Privat habe ich organisiert, dass der Papa und die beiden Omas während meiner Abwesenheit die Kinderbetreuung übernehmen. Die zeitliche Abstimmung und konkrete Organisation erledigten die drei selbst. Daher ergab sich folgender Ablauf: Ich flog nach Großbritannien zur Inbetriebnahme – sprich Bugs fixen, Abläufe umbauen oder ergänzen – und die Kinder hatten eine lange Papa-Omas-Woche. Auch wenn das gut geklappt hat, war es zugegebenermaßen eine ziemliche Umstellung, plötzlich wieder zehn statt vier Stunden am Tag zu arbeiten – und das auch noch samstags.

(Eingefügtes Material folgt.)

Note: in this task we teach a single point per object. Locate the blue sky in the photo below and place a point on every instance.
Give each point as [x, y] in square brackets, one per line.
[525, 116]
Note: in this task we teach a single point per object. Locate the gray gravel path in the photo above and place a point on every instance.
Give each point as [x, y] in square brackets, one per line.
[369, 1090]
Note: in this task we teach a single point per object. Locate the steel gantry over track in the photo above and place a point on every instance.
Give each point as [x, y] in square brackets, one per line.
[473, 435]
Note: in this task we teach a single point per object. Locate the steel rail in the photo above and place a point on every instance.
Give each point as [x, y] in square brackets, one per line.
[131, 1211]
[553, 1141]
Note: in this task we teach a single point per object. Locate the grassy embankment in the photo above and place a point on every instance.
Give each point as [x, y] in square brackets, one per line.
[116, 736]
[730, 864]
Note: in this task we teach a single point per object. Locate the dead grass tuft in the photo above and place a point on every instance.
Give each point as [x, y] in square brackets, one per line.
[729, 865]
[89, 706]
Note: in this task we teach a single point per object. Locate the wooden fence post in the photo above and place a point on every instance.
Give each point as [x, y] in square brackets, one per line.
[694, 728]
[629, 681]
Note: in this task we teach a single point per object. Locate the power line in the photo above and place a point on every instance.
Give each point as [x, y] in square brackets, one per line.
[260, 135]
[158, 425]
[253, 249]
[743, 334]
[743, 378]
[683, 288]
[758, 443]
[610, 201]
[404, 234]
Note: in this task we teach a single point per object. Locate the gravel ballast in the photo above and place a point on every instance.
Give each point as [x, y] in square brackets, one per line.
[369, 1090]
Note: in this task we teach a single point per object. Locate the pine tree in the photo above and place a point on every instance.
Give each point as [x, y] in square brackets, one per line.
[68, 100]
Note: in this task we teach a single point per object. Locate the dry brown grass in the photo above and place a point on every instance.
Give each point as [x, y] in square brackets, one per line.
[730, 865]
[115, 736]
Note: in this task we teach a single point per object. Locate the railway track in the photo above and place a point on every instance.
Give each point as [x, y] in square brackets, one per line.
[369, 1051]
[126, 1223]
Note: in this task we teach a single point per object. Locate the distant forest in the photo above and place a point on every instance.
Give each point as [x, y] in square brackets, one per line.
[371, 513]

Trotz der Anstrengung war es befriedigend, durch meinen Einsatz das Projekt vor Ort voranzubringen. Für die Kinder war es auch kein Problem: Ich habe ihnen in der Zeit viele Bilder geschickt und ihnen vor und nach der Reise viel von meiner Arbeit erzählt. Für mich war nach dem ersten Experiment klar, dass ich bei künftigen Projekten wieder bei der Inbetriebnahme dabei sein wollte.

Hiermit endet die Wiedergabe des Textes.